Asteria {mi señor} ay, ay…  y las veces que logro controlarme hasta que noto cómo te corres dentro de mí, y entonces no puedo más, y entonces estallo yo… y la primera vez que te pedí que me dieras una bofetada… qué impresión la respuesta. Por favor, sí, déjame, a veces me gusta hacerlo porque sé que lo que vendrá después… ufff.. te lo dije una vez, me gusta llegar al tiempo. Así que si lo veo factible, alguna vez me gusta provocarlo. Me ha dado un subidón, un calentón, y me he mareado, no me caigo ni nada, pero me hace gracia, mirando las fotos en las que te hacía una felación delante de la cámara. Me están entrando ganas de comer un plátano ¿tendrá que ver con la conversación? mmmmnnn Aaaaaaahhhh me he quedado bloqueada. Estoy aturdida. Obsesionada. Aaaahhhh. Quiero hacerlo en el coche. No sé el qué, pero da igual. El coche lo tenemos. Alguna cosilla puede entrar en mi oferta

Maestro tomarte atada al volante, follarte mientras conduces, que me la chupes en el asiento aparcados en una calle frecuentada.

Asteria {mi señor} por favor, por favor, tenlo en cuenta aunque solo sea una vez. También que me folles mientras hablo por teléfono, tocarte a escondidas mientras hablas para los demás,  sexo brutal en algún lugar, un escondite, pero público. Leñe, qué obsesión me ha entrado con eso.  Araño las paredes. No tengo tu culo a mano y claro…  aaaah me encanta apretar tus nalgas, morderte el pecho, arañarte la espalda, apretarte hacia mí. Notar que cada vez estás más tenso y me embistes con más fuerza, otras veces más rápido, a veces simplemente más profundo, o menos rápido pero más rítmico… y cómo me pone que me toques y beses el cuello, y cómo me gustan tus orejas ¿me vas a atar así?

Maestro te reclamo a mi completa disposición

Asteria {mi señor}   tu reclamo es por algo que ya tienes. Estoy a tu completa disposición

Has aceptado la invitación para iniciar la recepción de imágenes de la cámara web.

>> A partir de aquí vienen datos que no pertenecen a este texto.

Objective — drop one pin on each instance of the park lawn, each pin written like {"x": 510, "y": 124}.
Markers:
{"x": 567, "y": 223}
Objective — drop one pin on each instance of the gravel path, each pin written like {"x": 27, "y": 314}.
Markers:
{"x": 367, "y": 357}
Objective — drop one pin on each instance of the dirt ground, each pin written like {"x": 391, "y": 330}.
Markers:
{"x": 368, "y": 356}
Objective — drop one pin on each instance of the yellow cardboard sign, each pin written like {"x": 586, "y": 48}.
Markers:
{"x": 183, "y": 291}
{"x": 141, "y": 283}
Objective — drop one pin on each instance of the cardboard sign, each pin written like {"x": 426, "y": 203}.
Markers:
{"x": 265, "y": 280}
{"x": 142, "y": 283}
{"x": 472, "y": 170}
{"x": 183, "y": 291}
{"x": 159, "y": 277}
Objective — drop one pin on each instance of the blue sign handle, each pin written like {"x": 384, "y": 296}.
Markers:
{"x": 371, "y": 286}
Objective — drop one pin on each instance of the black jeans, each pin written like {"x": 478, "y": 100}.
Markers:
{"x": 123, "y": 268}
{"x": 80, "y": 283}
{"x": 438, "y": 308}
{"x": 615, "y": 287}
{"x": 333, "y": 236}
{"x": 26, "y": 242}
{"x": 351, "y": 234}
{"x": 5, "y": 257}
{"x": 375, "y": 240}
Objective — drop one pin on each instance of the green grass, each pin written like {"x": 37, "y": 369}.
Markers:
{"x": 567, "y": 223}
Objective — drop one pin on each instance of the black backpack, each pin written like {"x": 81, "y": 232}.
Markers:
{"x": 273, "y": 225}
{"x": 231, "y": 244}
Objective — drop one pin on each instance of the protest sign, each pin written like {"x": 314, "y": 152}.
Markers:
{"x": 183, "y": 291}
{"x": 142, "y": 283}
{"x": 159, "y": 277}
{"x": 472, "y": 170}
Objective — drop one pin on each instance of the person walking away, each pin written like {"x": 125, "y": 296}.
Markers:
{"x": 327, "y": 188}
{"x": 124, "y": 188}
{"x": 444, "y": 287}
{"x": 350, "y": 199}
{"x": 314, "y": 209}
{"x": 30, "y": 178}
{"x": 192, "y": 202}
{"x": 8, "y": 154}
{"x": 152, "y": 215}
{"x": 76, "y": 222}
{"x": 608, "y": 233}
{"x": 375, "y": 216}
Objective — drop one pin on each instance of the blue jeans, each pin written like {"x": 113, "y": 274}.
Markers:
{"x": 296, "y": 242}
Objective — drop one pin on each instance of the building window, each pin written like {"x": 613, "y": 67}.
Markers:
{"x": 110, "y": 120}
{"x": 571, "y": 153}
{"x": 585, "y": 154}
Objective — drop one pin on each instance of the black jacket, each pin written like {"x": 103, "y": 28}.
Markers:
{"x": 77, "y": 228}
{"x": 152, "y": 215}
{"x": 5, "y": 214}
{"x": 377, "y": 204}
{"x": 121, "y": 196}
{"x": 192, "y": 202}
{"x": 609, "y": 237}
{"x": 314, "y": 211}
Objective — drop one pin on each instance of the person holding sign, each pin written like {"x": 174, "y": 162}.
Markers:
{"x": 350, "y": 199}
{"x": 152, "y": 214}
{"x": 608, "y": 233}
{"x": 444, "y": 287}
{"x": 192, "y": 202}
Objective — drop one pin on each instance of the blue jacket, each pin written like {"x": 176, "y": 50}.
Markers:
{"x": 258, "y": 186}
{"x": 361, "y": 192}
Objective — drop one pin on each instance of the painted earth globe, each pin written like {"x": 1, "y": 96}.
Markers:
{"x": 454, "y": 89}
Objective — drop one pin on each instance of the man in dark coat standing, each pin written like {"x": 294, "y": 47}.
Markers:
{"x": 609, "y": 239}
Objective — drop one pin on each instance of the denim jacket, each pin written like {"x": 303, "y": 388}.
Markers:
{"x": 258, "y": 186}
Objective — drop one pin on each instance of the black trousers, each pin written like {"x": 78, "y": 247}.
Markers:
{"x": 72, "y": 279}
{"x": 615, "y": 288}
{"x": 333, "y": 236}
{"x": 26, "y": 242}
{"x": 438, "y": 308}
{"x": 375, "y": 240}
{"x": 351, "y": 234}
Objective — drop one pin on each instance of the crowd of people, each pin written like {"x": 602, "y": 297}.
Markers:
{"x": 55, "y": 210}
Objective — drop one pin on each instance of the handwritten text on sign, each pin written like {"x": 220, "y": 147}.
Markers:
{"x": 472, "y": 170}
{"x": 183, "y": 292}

Asteria {mi señor}  Muchos días solos, y estábamos muy calientes, y pusimos la webcam, y yo dejé mis pechos desnudos delante de una cámara… 😐 y me tocaba mientras tú te masturbabas, y me entraron hasta sofocos  y a partir de ahí la cosa fue subiendo de tono, días posteriores, a la hora del rito, dejaba la cámara encendida y una de las veces, encuadré mis piernas, mis muslos, me tocaba a petición tuya, me masturbé delante de ti, mientras tú me decías qué debía hacer: mete un dedo, más, mete dos, tócate, sal, muévete así… hum… recuerdo que hasta beber un vaso de leche era el gesto más erótico del momento. Claro, que eso me ha hecho pensar en la primera vez que conseguí que te corrieras en mi boca. Me encanta jugar con mi lengua, y con mis manos, jugar con tu sexo, cuando te hago estremecer, que no puedas controlar tus movimientos, que tengas la necesidad imperiosa de seguir, cuando llevas tus manos a mi cabeza, porque ya no puedes dar marcha atrás, ¡cómo me gusta!,  notar cómo palpita, oírte decir que vas a explotar, notar el calor en mi garganta… y cuando te restriegas en mis pechos, y cuando vas a entrar en mi ano, y me quedo completamente quieta para que hagas lo que quieras

Maestro: me ha gustado, de nuevo, correrme en tu cara

Asteria {mi señor}  sí, primero me has penetrado cada hueco de mi cuerpo, y yo te he lamido, chupado, toqueteado, mosdisqueado, y cuando tú ibas a llegar entonces, te corriste ahí, en mi rostro, que es tuyo. Pienso en ti y en mis piernas en tu cuello y en tus manos aprisionando las mías. En un forcejeo real, intenso, y cuando me sometas de nuevo, claro está, me darás la vuelta, muy bruscamente, me inmovilizarás y como no podré verte, tendré que luchar contra la incertidumbre de qué me vas a hacer y me empujarás con fuerza contra el lecho, y tus manos me rozarán despistándome, y tu verga empezará a recorrer mi espalda, hasta llegar a mi culo, a mis piernas, mis piernas, abrirás mis piernas con autoridad y me volverás a hacer sentir tu hembra, me obligarás a gritarlo, me llamarás por ese nombre no elegido mientras te corres y esta vez notaré tú semen por mis nalgas, por mi espalda… para volver a entrar en mí, y los estertores del orgasmo. Sé que esta semana he estado muy pesada con verte. Lo siento. Me he pasado de insistente pero te necesito, mi señor.